How GraphQL Delivers on the Original Promise of the Semantic Web. Or Not.

This is Part 4 of the ProgrammableWeb API University Guide to GraphQL: Understanding, Building and Using GraphQL APIs.

In previous installments in this series we looked at the history that led up to the advent of GraphQL. Also, we looked at the GraphQL specification and a real world GraphQL API that we created using Apollo Server 2.0, a Node.js-based implementation of the GraphQL specification. Now we're going to take a step back and look at GraphQL in terms of the Semantic Web. The Semantic Web is an extension of the World Wide Web that's intended to enable machines to search and understand the information on the Internet in a meaningful way. The Semantic Web has been quietly influencing the evolution of the World Wide Web since the early days of web page publishing.

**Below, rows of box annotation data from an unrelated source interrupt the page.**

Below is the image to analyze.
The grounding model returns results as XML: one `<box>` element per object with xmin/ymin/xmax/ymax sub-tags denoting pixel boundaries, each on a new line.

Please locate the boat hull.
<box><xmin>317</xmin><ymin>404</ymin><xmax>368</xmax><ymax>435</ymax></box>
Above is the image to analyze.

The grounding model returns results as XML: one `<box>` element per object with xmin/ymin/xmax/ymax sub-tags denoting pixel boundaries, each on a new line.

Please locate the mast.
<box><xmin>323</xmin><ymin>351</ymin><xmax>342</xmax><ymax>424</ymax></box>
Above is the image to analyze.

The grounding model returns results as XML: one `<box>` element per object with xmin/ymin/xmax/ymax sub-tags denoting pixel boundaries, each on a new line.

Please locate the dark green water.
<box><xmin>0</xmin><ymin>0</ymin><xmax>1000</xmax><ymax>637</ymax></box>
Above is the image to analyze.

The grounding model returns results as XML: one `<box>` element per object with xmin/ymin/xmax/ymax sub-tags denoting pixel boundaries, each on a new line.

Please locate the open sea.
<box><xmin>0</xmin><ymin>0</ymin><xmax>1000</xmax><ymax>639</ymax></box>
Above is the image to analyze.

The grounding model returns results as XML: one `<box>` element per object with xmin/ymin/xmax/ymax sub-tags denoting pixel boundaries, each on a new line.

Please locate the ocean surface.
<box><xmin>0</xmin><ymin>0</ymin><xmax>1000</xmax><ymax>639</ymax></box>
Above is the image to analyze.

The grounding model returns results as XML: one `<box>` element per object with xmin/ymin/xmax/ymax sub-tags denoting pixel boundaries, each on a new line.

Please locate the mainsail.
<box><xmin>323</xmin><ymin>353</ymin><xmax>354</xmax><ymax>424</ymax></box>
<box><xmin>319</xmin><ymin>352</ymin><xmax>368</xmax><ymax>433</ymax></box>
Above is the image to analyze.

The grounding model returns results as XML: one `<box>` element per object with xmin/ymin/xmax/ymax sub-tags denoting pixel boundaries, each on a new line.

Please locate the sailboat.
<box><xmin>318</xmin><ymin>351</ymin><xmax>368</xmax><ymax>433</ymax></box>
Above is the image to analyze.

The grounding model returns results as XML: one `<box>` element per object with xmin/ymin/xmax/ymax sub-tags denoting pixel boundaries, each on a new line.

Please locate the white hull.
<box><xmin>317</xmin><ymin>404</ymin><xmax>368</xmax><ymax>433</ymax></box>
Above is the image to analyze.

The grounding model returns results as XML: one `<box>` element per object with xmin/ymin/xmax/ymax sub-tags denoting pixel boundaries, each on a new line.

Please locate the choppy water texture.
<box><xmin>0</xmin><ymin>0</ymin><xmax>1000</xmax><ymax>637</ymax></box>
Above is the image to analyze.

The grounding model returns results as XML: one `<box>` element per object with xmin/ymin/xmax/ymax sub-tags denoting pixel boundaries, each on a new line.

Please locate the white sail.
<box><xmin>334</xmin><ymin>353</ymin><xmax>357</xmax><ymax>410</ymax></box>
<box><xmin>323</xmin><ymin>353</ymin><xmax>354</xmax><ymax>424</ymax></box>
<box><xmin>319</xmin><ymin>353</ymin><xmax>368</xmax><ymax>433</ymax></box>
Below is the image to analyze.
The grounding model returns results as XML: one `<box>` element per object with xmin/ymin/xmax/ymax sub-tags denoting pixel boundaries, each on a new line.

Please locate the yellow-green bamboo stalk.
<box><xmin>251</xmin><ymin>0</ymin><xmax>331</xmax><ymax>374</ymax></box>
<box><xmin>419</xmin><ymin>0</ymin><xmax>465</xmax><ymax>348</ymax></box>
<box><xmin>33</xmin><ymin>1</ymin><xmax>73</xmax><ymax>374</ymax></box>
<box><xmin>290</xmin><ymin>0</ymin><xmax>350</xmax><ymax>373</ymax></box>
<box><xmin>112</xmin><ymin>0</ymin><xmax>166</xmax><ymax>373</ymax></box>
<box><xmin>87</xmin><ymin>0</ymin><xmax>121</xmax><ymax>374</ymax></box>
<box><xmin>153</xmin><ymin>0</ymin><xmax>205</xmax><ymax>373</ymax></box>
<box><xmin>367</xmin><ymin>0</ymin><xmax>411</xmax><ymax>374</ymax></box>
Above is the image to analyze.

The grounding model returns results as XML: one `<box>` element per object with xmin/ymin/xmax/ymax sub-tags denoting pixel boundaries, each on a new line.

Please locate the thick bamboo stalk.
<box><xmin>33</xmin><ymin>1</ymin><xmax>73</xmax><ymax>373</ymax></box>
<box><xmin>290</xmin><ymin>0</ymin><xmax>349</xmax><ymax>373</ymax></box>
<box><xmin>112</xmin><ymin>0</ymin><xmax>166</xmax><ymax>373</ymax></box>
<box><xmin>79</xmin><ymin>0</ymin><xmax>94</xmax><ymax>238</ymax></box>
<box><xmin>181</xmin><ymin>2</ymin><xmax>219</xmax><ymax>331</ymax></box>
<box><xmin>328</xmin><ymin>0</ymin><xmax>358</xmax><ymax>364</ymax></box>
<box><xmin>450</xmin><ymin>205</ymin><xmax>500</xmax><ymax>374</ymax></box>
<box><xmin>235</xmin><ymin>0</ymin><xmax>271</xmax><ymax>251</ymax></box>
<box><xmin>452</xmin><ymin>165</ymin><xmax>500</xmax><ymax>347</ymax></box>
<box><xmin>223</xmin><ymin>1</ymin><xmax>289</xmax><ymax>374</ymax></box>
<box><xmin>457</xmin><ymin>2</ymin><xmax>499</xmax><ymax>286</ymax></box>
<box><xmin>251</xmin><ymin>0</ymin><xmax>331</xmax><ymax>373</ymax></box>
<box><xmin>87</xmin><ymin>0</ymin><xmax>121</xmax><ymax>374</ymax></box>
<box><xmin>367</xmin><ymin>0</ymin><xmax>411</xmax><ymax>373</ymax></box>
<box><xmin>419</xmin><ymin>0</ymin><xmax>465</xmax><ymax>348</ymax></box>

In this installment we're going to look at how the Semantic Web came to be. We'll look at the historical evolution of the technologies that emerged to meet its requirements. Then after we understand the historical underpinnings, we'll look at how some of the promise of the Semantic Web is realized by GraphQL, now and going forward. To be clear though, living up to the promise of the Semantic Web was never a stated objective of GraphQL's inventors. It's just that the similarities are too coincidental to ignore. If you're familiar with the Semantic Web, you'll be pleasantly surprised by some of GraphQL's advancements. If you're not familiar with the Semantic Web, it's worth it to learn about what it attempted to achieve and how GraphQL delivers on some of that potential. 

Understanding the Semantic Web

In order to understand the Semantic Web, you need to understand the problem it attempts to solve — how to create a way to describe entities and relationships that are exposed on the Internet in a standard format that is machine-understandable.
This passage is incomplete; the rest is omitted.